Which World Gets Saved
It is common to argue for the importance of x-risk reduction by emphasizing the immense value that may exist over the course of the future, if the future comes. Famously, for instance, Nick Bostrom calculates that, even under relatively sober estimates of the number and size of future human generations, “the expected value of reducing existential risk by a mere one millionth of one percentage point is at least a hundred times the value of a million human lives”.
[Note: People sometimes use the term “x-risk” to refer to slightly different things. Here, I use the term to refer to an event that would bring the value of future human civilization to roughly zero—an extinction event, a war in which we bomb ourselves back to the Stone Age and get stuck there forever, or something along those lines.]
Among those who take such arguments for x-risk reduction seriously, there seem to be two counterarguments commonly (e.g. here) raised in response. First, the future may contain more pain than pleasure. If we think that this is likely, then, at least from the utilitarian perspective, x-risk reduction stops looking so great. Second, we may have opportunities to improve the trajectory of the future, such as by improving the quality of global institutions or by speeding economic growth, and such efforts may have even higher expected value than (immediate) x-risk reduction. “Mundane” institution-building efforts may also have the benefit of reducing future catastrophic risks, should they arise.
It seems to me that there is another important consideration which complicates the case for x-risk reduction efforts, which people currently neglect. The consideration is that, even if we think the value of the future is positive and large, the value of the future conditional on the fact that we marginally averted a given x-risk may not be. And in any event, these values are bound to depend on the x-risk in question.
For example: There are things we currently do not know about human psychology, some of which bear on how inclined we are toward peace and cooperation. Perhaps Steven Pinker is right, and violence will continue its steady decline, until one evening sees the world’s last bar fight and humanity is at peace forever after. Or perhaps he’s wrong—perhaps a certain measure of impulsiveness and anger will always remain, however favorable the environment, and these impulses are bound to crop up periodically in fights and mass tortures and world wars. In the extreme case, if we think that the expected value of the future (if it comes) is large and positive under the former hypothesis but large and negative under the latter, then the possibility that human rage may end the world is a source of consolation, not worry. It means that the existential risk posed by world war is serving as a sort of “fuse”, turning off the lights rather than letting the family burn.
As an application: if we think the peaceful-psychology hypothesis is more likely than the violent-psychology hypothesis, we might think that the future has high expected value. We might thus consider it important to avert extinction events like asteroid impacts, which would knock out worlds “on average”. But we might oppose efforts like the Nuclear Threat Initiative, which disproportionately save violent-psychology worlds. Or we might think that the sign of the value of the future is positive in either scenario, but judge that one x-risk is worth devoting more effort to than another, all else equal.

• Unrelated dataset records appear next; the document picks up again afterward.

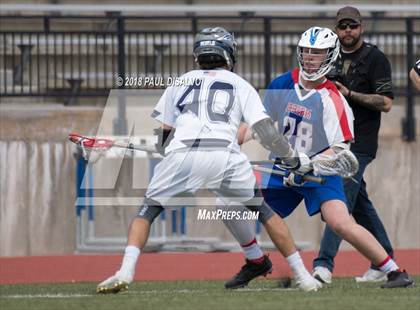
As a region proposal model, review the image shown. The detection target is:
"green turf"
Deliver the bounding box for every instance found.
[0,277,419,310]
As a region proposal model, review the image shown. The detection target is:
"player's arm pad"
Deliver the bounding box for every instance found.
[154,127,175,155]
[252,118,301,169]
[252,117,295,157]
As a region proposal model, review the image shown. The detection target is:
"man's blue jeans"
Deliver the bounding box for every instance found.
[313,152,394,272]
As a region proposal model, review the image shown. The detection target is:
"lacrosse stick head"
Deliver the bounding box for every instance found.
[69,133,114,163]
[312,149,359,178]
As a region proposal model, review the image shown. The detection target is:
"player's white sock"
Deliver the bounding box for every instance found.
[378,256,400,274]
[216,199,264,261]
[241,238,264,261]
[286,251,309,277]
[117,245,140,282]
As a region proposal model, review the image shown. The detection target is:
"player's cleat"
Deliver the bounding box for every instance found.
[295,272,323,291]
[96,275,130,294]
[355,268,387,283]
[380,270,414,289]
[312,266,332,284]
[224,255,272,289]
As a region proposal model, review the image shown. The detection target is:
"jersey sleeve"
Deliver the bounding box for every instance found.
[262,72,292,122]
[151,86,177,127]
[368,52,394,99]
[240,85,269,127]
[322,89,354,146]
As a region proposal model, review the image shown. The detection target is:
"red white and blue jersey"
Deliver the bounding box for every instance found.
[264,68,354,158]
[260,68,354,217]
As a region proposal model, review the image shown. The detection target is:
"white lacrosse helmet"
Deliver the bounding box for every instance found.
[297,27,340,81]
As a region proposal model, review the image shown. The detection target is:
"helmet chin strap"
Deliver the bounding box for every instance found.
[300,58,333,81]
[223,50,234,71]
[300,70,322,82]
[299,70,327,87]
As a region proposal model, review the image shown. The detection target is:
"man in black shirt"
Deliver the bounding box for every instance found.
[313,6,397,284]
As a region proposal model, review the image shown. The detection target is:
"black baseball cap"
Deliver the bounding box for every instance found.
[336,6,362,25]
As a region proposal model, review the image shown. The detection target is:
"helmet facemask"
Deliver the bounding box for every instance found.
[296,27,340,81]
[297,45,339,81]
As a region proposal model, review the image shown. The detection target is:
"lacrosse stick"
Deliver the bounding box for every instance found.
[252,149,359,179]
[69,133,159,162]
[252,165,326,184]
[310,149,359,178]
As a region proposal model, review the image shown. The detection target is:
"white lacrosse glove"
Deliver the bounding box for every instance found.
[283,171,306,187]
[294,152,312,174]
[275,151,311,171]
[282,153,312,187]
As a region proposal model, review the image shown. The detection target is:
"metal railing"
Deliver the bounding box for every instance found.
[1,15,419,137]
[1,15,419,94]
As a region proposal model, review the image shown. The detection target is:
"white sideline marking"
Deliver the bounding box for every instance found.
[0,287,298,299]
[237,287,299,292]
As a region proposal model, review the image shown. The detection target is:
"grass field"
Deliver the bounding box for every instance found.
[1,277,419,310]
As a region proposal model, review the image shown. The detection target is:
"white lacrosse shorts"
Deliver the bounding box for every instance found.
[145,149,256,206]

Once we start thinking along these lines, we open various cans of worms. If our x-risk reduction effort starts far “upstream”, e.g. with an effort to make people more cooperative and peace-loving in general, to what extent should we take the success of the intermediate steps (which must succeed for the x-risk reduction effort to succeed) as evidence that the saved world would go on to a great future? Should we incorporate the fact of our own choice to pursue x-risk reduction itself into our estimate of the expected value of the future, as recommended by evidential decision theory, or should we exclude it, as recommended by causal? How should we generate all these conditional expected values, anyway?
Some of these questions may be worth the time to answer carefully, and some may not. My goal here is just to raise the broad conditional-value consideration which, though obvious once stated, so far seems to have received too little attention. (For reference: on discussing this consideration with Will MacAskill and Toby Ord, both said that they had not thought of it, and thought that it was a good point.) In short, “The utilitarian imperative ‘Maximize expected aggregate utility!‘” might not really, as Bostrom (2002) puts it, “be simplified to the maxim ‘Minimize existential risk’“. It may not enough to do our best to save the world. We may also have to consider which world gets saved.